Monday, June 10, 2013

8 Months, 4 Weeks: Training - Days 110 and 111

Emma and Maura spent the week making friends.
This is last Wednesday and Thursday's blog posts.  I have been so slammed here that keeping up on the paperwork is near to impossible.  As of today I will have four out of five animals in my home with some sort of medical care that I need to provide; Dieter with his back injury requires regular medications, escorted outside and monitored to ensure he doesn't re-injure his back yet again (which he did over the weekend).  Emma has a knee injury that requires we keep her from running, jumping and rough housing, which means when she goes outside it is on lead and I have to monitor her behavior in the home to keep her from being a puppy when that is exactly what she is.  Both Maura (formally Hale) and Victoria today (Monday) were spayed and will need meditations for pain and kept from licking and reopening their spay incisions.  I have told Max, who was limping at his Thursday class but was fine again on Friday, that he's not allowed to join the crowd - I simply am spread too thin right now and some things need to give and sitting at a computer and writing up a series of blog posts was what gave.

Emma last week didn't do a lot of formal training, but more life in action training.  With Maura joining the family and my needing to treat her ear infection and wounds from her previous housemates attack, I found I was spending a lot of time accessing her and plotting what she would need first and foremost to have her best chance at adoption.

On Thursday my Mom came over to help build more raised beds and lay sod and my helper, a young man that comes weekly, arrived.  Emma spent the day attached to me and learned how to pay attention to me while I worked in the yard.

On Wednesday Emma worked on Retrieve again and was able to pick up and hand me a spoon, but it seemed to throw her for a loop right afterwards and she stopped trying and giving me appeasement signals.  This is to be expected.  She is in a growth phase where her moods change from moment to moment, much like a teenagers, and she'll have good and bad days when training.  The best way to handle her need for less stress in learning is to switch to a new method of learning and let her process what she's worked on.

To do this I spent all day Thursday not doing "formal" training, but training none-the-less.  I had her attached to me with a waist leash and let her follow me everywhere I went in the yard while building raised beds, digging up plants and laying sod.  Though I couldn't do a lot of the heavy work, Emma discovered that yard work meant I wouldn't be in a single spot for long.  With the release from her vet to do normal walking, I used that as a way to rebuild the strength in her knee.

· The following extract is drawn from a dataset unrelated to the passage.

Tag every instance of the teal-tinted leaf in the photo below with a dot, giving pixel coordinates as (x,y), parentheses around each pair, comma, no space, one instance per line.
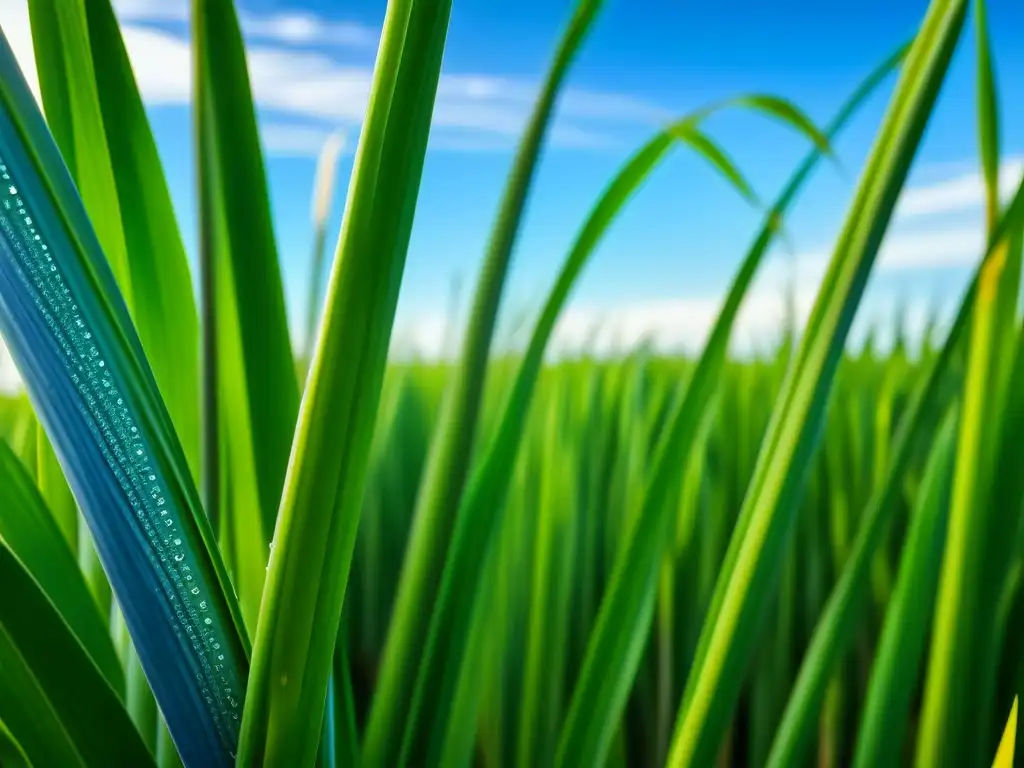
(70,334)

During our day in the yard I would walk her around with me with frequent stops and rests, occasional placement in the house for short periods when having her next to me was unsafe, and lots of figuring out how to unwrap herself from posts and trees and other objects in the yard, pay attention to me and the leash at the same time.

It was a great day of learning by doing and Emma did great.  Hopefully, with Maura under better control and not requiring so much of my time and a warm and lovely week ahead, I should be able to get back to service skills training and helping Emma learn how to focus even under higher distractions.